Even here the rows of urinals
Are “automatic-sensor-operated.”
There’s a laser eye that watches me
Unzip my pants so when I zip them up
It does the flushing for me seven times.
Above my head the ceiling has a speaker
Dishing out the sticky sentiments
Of country music, giving me advice,
Clichés and platitudes, that tell how not
To live my life.
Out in the lobby again
A road map on the wall says, “You Are Here!”
And I can press a button near the map
To catch the weather service bulletin:
“It’s partly cloudy in Mobile tonight.”
I wonder why it matters if the clouds
Are out at night, but I remember how
Sometimes I’ve seen the stars go blank in places
And been told that it was flocks of birds
Migrating in the dark too high to see.
There’s melatonin in their pineal glands
Behind their beaks to let them find their way
By sensing minute changes in the light,
Unlike my kind whose senses have become
So insignificant that only words
And widgets thought in words can get us home.

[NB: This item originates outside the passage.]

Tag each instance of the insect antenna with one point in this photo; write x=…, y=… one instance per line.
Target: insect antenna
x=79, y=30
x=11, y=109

It’s been reported on the radio
That certain cars are being made today
With GPS devices in the dash
So drivers needn’t worry with directions,
Reading road signs, having to stop and ask.
And if you watch the sky at night you’ll see
The orbits of the satellites that catch
And send the signals of the world, what song
To sing for whom, which urinal to flush.
Back in my truck I hang my head out, looking
More at the constellations than the road
As if to follow my nose and navigate
From star to star, as the crow flies, like geese
And all the hoards of fowl that need no sign
To beat the shortest course from A to Z.